Wie wahrscheinlich ist es nun, dass es in Österreich dunkel wird – und für lange Zeit bleibt? Im öffentlichen Meinungsklima ist die Sorge vor einem Blackout präsenter denn je. TV-Serien und Dokus widmen sich dem Szenario großflächiger Stromausfälle, Supermärkte bieten inzwischen sogar eigene Blackout-Versorgungspakete samt Gaskocher und Wasserfilter an.
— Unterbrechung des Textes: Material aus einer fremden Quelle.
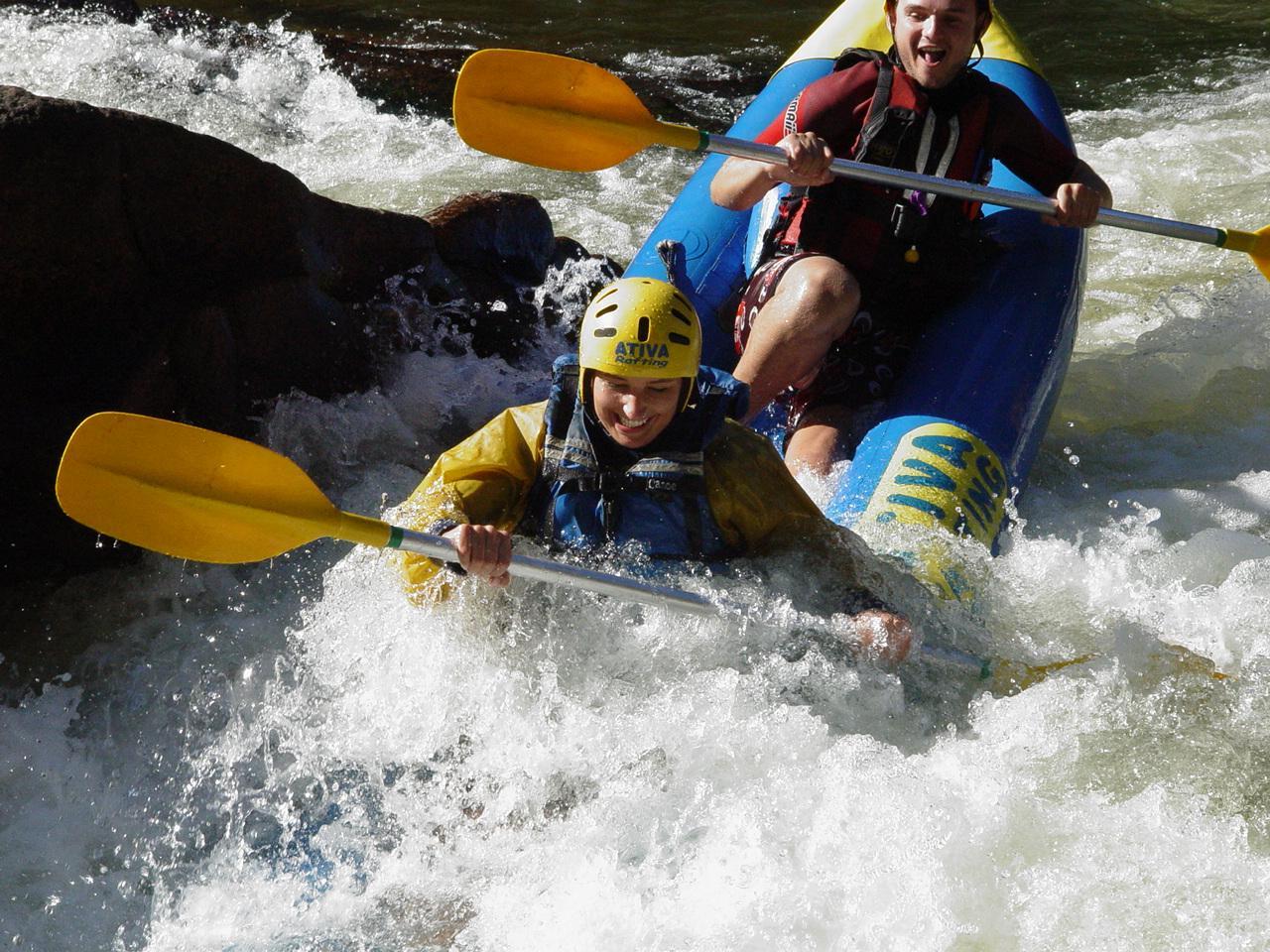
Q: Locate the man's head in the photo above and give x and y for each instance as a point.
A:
(639, 348)
(935, 39)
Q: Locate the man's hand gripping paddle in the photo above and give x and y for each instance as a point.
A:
(562, 113)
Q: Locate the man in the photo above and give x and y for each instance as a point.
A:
(636, 447)
(853, 271)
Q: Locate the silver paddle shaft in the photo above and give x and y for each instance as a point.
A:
(633, 590)
(970, 191)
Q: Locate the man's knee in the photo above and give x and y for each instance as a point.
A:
(825, 287)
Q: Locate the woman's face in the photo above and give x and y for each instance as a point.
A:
(634, 411)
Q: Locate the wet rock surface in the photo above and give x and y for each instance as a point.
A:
(151, 270)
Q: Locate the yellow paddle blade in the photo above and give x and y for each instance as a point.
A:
(194, 494)
(1254, 243)
(1261, 252)
(556, 112)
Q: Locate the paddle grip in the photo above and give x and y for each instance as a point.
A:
(970, 191)
(643, 592)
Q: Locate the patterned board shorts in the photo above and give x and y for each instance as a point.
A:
(860, 367)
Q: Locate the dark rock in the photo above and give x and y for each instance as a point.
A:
(149, 268)
(494, 231)
(153, 270)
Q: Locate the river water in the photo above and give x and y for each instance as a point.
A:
(290, 756)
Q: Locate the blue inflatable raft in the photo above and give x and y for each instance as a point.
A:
(957, 436)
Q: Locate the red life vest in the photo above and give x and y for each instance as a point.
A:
(887, 234)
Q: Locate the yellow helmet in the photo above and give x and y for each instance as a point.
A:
(640, 327)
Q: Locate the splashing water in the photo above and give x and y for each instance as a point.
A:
(291, 756)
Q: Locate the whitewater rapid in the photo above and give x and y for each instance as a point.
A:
(291, 756)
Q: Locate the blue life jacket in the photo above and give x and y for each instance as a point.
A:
(592, 493)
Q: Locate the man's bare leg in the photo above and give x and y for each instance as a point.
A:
(825, 436)
(812, 307)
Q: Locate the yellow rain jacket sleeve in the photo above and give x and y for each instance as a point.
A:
(758, 504)
(485, 480)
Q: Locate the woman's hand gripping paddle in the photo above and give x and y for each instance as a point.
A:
(195, 494)
(563, 113)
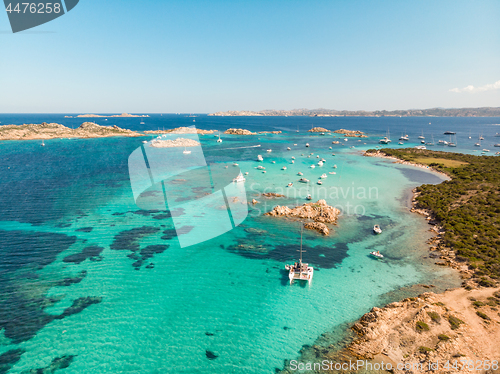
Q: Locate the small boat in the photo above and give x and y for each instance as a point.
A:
(377, 254)
(299, 270)
(239, 178)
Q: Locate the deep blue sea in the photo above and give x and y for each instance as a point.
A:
(91, 282)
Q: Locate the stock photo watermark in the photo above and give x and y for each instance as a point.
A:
(24, 15)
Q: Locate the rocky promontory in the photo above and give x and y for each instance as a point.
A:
(55, 130)
(123, 115)
(239, 132)
(319, 212)
(318, 129)
(351, 133)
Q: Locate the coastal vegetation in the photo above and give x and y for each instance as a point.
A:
(467, 206)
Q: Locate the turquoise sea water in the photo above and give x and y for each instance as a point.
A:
(91, 283)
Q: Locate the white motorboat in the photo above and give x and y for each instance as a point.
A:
(299, 270)
(377, 254)
(239, 178)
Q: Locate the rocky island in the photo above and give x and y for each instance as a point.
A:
(123, 115)
(55, 130)
(319, 212)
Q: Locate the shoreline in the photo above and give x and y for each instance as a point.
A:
(399, 332)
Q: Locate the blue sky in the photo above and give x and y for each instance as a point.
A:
(205, 56)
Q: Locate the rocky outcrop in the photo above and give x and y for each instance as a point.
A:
(181, 130)
(319, 212)
(457, 325)
(318, 226)
(239, 132)
(123, 115)
(55, 130)
(318, 129)
(351, 133)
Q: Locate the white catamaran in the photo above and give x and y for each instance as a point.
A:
(299, 270)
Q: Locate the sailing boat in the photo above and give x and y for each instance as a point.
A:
(299, 270)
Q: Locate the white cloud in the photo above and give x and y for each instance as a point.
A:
(472, 89)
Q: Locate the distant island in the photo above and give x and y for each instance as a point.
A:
(433, 112)
(55, 130)
(123, 115)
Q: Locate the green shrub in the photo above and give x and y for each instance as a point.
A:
(454, 322)
(434, 316)
(422, 326)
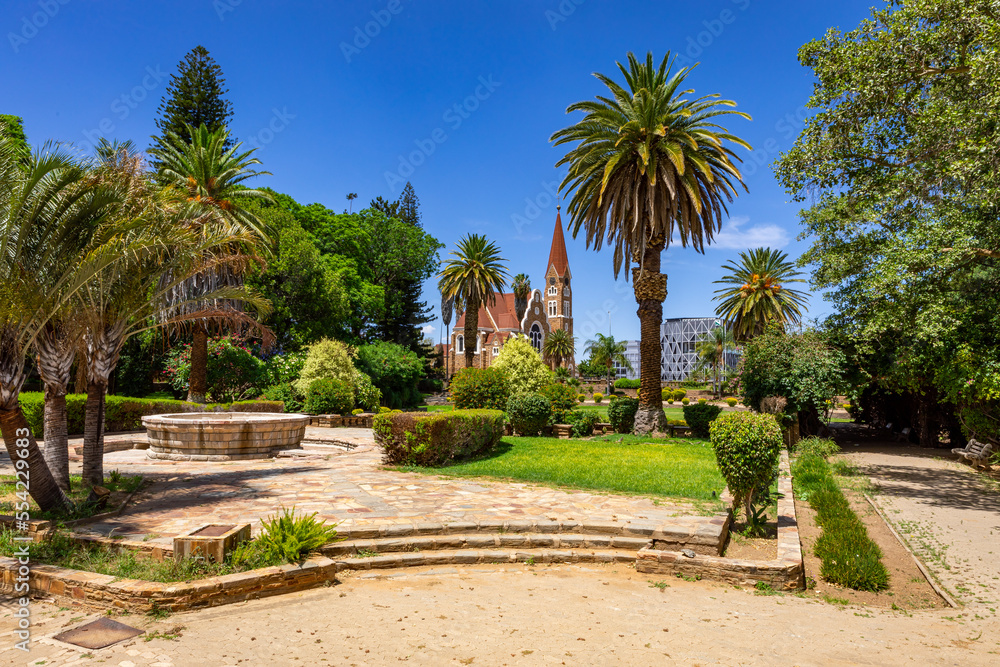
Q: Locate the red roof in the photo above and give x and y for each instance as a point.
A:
(557, 255)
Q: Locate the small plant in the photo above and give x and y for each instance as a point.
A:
(290, 537)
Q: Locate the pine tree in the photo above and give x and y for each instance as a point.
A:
(195, 96)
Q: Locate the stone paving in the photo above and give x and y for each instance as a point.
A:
(348, 487)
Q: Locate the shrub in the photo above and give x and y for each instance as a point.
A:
(288, 537)
(287, 394)
(699, 416)
(562, 398)
(432, 439)
(480, 389)
(746, 449)
(582, 423)
(528, 413)
(395, 370)
(329, 396)
(621, 414)
(522, 364)
(328, 358)
(366, 394)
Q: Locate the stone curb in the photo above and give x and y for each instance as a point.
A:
(787, 572)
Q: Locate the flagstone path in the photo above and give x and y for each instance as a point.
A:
(347, 487)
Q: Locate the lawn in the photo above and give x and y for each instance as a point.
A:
(682, 468)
Die österreichischen Stromnetzbetreiber verfolgen die Diskussionen mit Skepsis. "Es werden derzeit viele Horrorszenarien gezeichnet. Zum Glück schaut die Realität aber anders aus", sagt Brigitte Ederer von der Netzbetreiberplattform Forum Versorgungssicherheit. Zwar könne ein längerer überregionaler Stromausfall nie zu hundert Prozent ausgeschlossen werden. "Aber wir haben eine sehr gute Netzversorgung, sodass man nicht davon ausgehen muss", sagt Ederer.
Geringe Ausfallszeiten
Ableiten lässt sich das auch aus einer Studie, die das Parlament heuer beim Institut für Technikfolgenabschätzung und dem Austrian Institute of Technology in Auftrag gegeben hat. Demnach ist ein Blackout heute trotz steigender Komplexitäten in der Stromversorgung nicht wahrscheinlicher als in vergangenen Jahrzehnten. Bei den jährlichen Ausfallszeiten pro Zählpunkt liegt Österreich mit zuletzt durchschnittlich 23 Minuten unter den besten fünf Staaten Europas.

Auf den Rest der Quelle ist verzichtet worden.